The Qantas Airways Limited (ASX: QAN) share price hit a spot of turbulence on Tuesday.
The airline operator's shares dropped 3% to end the day at $6.54.
This followed the announcement that Qantas' long-serving CEO, Alan Joyce, would be retiring from the role later this year. Joyce will be replaced by the company's current chief financial officer, Vanessa Hudson.
When Joyce finally departs in November, he will have been at the helm for approximately 15 years. Investors appear concerned what this change could mean for the company and ultimately their investment.
Well, the good news is that one leading broker appears to believe it will be business as usual for Qantas. As a result, it has retained its buy rating on Qantas' shares.
What is being said about the Qantas share price?
According to a note out of Goldman Sachs, its analysts have retained their buy rating and $8.30 price target on its shares.

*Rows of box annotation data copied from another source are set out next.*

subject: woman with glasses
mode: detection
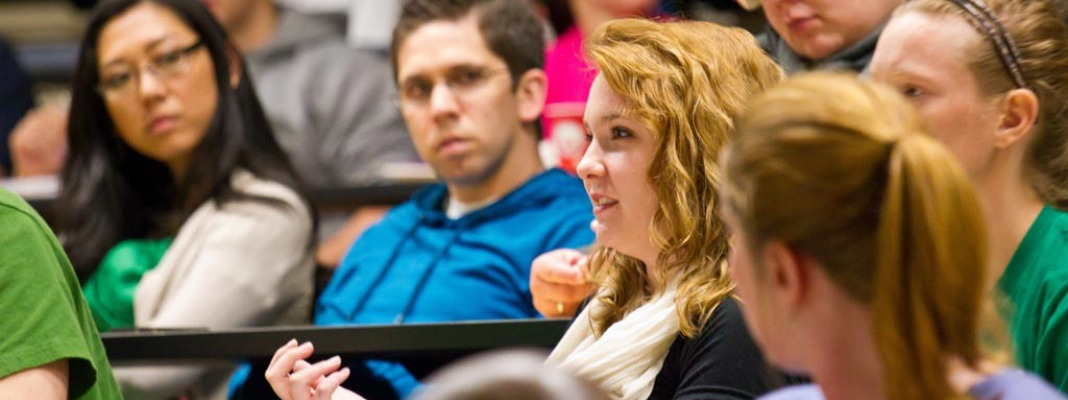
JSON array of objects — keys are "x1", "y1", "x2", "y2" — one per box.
[
  {"x1": 871, "y1": 0, "x2": 1068, "y2": 393},
  {"x1": 56, "y1": 0, "x2": 314, "y2": 399},
  {"x1": 719, "y1": 75, "x2": 1065, "y2": 400}
]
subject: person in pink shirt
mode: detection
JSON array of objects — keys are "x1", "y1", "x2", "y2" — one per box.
[{"x1": 541, "y1": 0, "x2": 659, "y2": 173}]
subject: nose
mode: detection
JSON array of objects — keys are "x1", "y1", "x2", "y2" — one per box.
[
  {"x1": 575, "y1": 139, "x2": 604, "y2": 181},
  {"x1": 430, "y1": 83, "x2": 459, "y2": 119},
  {"x1": 137, "y1": 69, "x2": 164, "y2": 100}
]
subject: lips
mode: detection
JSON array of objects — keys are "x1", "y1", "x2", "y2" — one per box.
[
  {"x1": 786, "y1": 17, "x2": 818, "y2": 33},
  {"x1": 590, "y1": 193, "x2": 619, "y2": 215},
  {"x1": 148, "y1": 115, "x2": 178, "y2": 134},
  {"x1": 438, "y1": 138, "x2": 469, "y2": 156}
]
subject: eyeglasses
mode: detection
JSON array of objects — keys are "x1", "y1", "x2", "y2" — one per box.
[
  {"x1": 399, "y1": 67, "x2": 508, "y2": 109},
  {"x1": 96, "y1": 41, "x2": 204, "y2": 101}
]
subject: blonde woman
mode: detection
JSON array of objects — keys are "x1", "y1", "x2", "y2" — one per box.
[
  {"x1": 268, "y1": 19, "x2": 783, "y2": 400},
  {"x1": 721, "y1": 72, "x2": 1064, "y2": 400},
  {"x1": 871, "y1": 0, "x2": 1068, "y2": 393},
  {"x1": 549, "y1": 19, "x2": 782, "y2": 399}
]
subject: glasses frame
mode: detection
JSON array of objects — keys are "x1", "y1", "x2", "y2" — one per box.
[
  {"x1": 95, "y1": 39, "x2": 204, "y2": 101},
  {"x1": 394, "y1": 67, "x2": 511, "y2": 110}
]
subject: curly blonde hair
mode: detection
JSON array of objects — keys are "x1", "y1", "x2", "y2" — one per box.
[{"x1": 586, "y1": 19, "x2": 783, "y2": 337}]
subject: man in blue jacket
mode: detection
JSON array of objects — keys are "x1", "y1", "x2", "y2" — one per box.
[{"x1": 315, "y1": 0, "x2": 593, "y2": 399}]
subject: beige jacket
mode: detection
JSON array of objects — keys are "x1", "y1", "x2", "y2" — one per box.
[{"x1": 114, "y1": 172, "x2": 314, "y2": 400}]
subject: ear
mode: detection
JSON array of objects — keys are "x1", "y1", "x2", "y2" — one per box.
[
  {"x1": 516, "y1": 69, "x2": 549, "y2": 123},
  {"x1": 761, "y1": 240, "x2": 810, "y2": 310},
  {"x1": 994, "y1": 89, "x2": 1038, "y2": 148},
  {"x1": 226, "y1": 47, "x2": 241, "y2": 89}
]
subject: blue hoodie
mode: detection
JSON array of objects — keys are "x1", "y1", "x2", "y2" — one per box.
[{"x1": 315, "y1": 170, "x2": 594, "y2": 399}]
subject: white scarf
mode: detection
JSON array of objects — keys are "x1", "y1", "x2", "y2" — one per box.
[{"x1": 546, "y1": 282, "x2": 679, "y2": 400}]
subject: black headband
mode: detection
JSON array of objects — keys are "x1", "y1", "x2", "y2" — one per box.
[{"x1": 949, "y1": 0, "x2": 1027, "y2": 89}]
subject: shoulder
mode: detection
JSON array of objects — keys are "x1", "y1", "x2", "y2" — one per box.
[
  {"x1": 758, "y1": 384, "x2": 823, "y2": 400},
  {"x1": 0, "y1": 188, "x2": 59, "y2": 261},
  {"x1": 968, "y1": 368, "x2": 1065, "y2": 400},
  {"x1": 702, "y1": 295, "x2": 750, "y2": 332},
  {"x1": 231, "y1": 171, "x2": 309, "y2": 216}
]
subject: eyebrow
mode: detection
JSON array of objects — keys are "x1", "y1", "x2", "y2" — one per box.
[
  {"x1": 582, "y1": 112, "x2": 623, "y2": 132},
  {"x1": 600, "y1": 113, "x2": 623, "y2": 123},
  {"x1": 100, "y1": 36, "x2": 171, "y2": 69},
  {"x1": 397, "y1": 62, "x2": 492, "y2": 84}
]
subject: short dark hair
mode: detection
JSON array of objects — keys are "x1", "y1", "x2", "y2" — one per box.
[
  {"x1": 56, "y1": 0, "x2": 314, "y2": 272},
  {"x1": 390, "y1": 0, "x2": 545, "y2": 83}
]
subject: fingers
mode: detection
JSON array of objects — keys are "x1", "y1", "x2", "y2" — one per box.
[
  {"x1": 531, "y1": 249, "x2": 586, "y2": 285},
  {"x1": 315, "y1": 368, "x2": 350, "y2": 400},
  {"x1": 264, "y1": 339, "x2": 315, "y2": 400},
  {"x1": 289, "y1": 355, "x2": 341, "y2": 400},
  {"x1": 270, "y1": 339, "x2": 297, "y2": 365}
]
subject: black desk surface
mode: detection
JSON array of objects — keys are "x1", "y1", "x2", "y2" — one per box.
[
  {"x1": 27, "y1": 183, "x2": 429, "y2": 215},
  {"x1": 101, "y1": 319, "x2": 569, "y2": 365}
]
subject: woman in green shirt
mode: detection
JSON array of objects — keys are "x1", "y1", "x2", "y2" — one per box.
[
  {"x1": 0, "y1": 189, "x2": 122, "y2": 400},
  {"x1": 871, "y1": 0, "x2": 1068, "y2": 393}
]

Based on the current Qantas share price, this implies potential upside of 27% for investors over the next 12 months. Goldman commented:
QAN has announced that Vanessa Hudson will succeed Alan Joyce as CEO of QAN from November 2023. Ms. Hudson is QAN's current CFO and has held a number of roles (commercial, customer and finance) at the company since 1994. QAN highlighted that Ms. Hudson has been directly involved in shaping/executing the current strategy, including the fleet selection process for the renewal of the domestic aircraft fleet.
We are Buy-rated on QAN, and the shares are on our Conviction List. Our 12-month target price of A$8.30 is based on a 50%/50% weighted blend of our DCF and EV/EBITDA (QAN's pre-COVID multiple and is discounted at QAN group WACC for a 12m fwd valuation) valuations. […] Our estimated FY24e EPS sits 65% above pre-COVID levels. Despite this, QAN's market capitalisation is only 10% above pre-COVID levels (EV 8% lower).